Data used in the notebooks
The early notebooks (2a, 2b, 3a, 3e) generate fake data on-the-fly so you can run them immediately without any external files. From notebook 2c onwards, most notebooks use real data from University College London Hospital (UCLH), available on Zenodo. If you don't have the public data, change data_folder_name from 'data-public' to 'data-synthetic' to use the bundled synthetic dataset instead. Notebook 4a also generates fake data on-the-fly, to introduce the production data classes without requiring external data.

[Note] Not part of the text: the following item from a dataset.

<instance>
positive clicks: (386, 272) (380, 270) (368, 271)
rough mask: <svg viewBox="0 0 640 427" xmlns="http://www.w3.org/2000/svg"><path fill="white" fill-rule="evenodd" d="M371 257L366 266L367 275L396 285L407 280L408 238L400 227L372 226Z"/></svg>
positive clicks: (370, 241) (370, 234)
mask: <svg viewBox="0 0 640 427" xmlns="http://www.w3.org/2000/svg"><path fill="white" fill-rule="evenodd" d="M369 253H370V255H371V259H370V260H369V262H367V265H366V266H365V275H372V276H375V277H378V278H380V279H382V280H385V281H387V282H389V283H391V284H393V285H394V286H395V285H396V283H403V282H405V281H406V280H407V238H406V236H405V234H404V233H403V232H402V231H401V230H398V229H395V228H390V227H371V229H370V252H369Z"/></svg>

Preparing your notebook environment
Installation
You can install the patientflow package directly from PyPI:
pip install patientflow
For development purposes or to run these notebooks with the latest code, you may still want to use the Github repository directly. In that case, the PATH_TO_PATIENTFLOW environment variable needs to be set so notebooks know where the patientflow repository resides on your computer. You have various options:
- use a virtual environment and set PATH_TO_PATIENTFLOW up within that
- set PATH_TO_PATIENTFLOW globally on your computer
- let each notebook infer PATH_TO_PATIENTFLOW from the location of the notebook file, or specify it within the notebook
To set the PATH_TO_PATIENTFLOW environment variable within your virtual environment
Conda environments
Add PATH_TO_PATIENTFLOW to the environment.yml file:
variables:
PATH_TO_PATIENTFLOW: /path/to/patientflow
venv environment
Add path_to_patientflow to the venv activation script:
echo 'export PATH_TO_PATIENTFLOW=/path/to/patientflow' >> venv/bin/activate # Linux/Mac
echo 'set PATH_TO_PATIENTFLOW=/path/to/patientflow' >> venv/Scripts/activate.bat # Windows
The environment variable will be set whenever you activate the virtual environment and unset when you deactivate it. Replace /path/to/patientflow with your repository path.
To set the project_root environment variable from within each notebook
A function called set_project_root() can be run in each notebook. If you include the name of a environment variable as shown below, the function will look in your global environment for a variable of this name.
Alternatively, if you call the function without any arguments, the function will try to infer the location of the patientflow repo from your currently active path.
# to specify an environment variable that has been set elsewhere
project_root = set_project_root(env_var ="PATH_TO_PATIENTFLOW")
# to let the notebook infer the path
project_root = set_project_root()
You can also set an environment variable from within a notebook cell:
Linux/Mac:
%env PATH_TO_PATIENTFLOW=/path/to/patientflow
Windows:
%env PATH_TO_PATIENTFLOW=C:\path\to\patientflow
Replace /path/to/patientflow with the actual path to your cloned repository.
To set project_root environment variable permanently on your system
Linux/Mac:
# Add to ~/.bashrc or ~/.zshrc:
export PATH_TO_PATIENTFLOW=/path/to/patientflow
Windows:
Open System Properties > Advanced > Environment Variables
Under User Variables, click New
Variable name: PATH_TO_PATIENTFLOW
Variable value: C:\path\to\patientflow
Click OK
Replace /path/to/patientflow with your repository path. Restart your terminal/IDE after setting.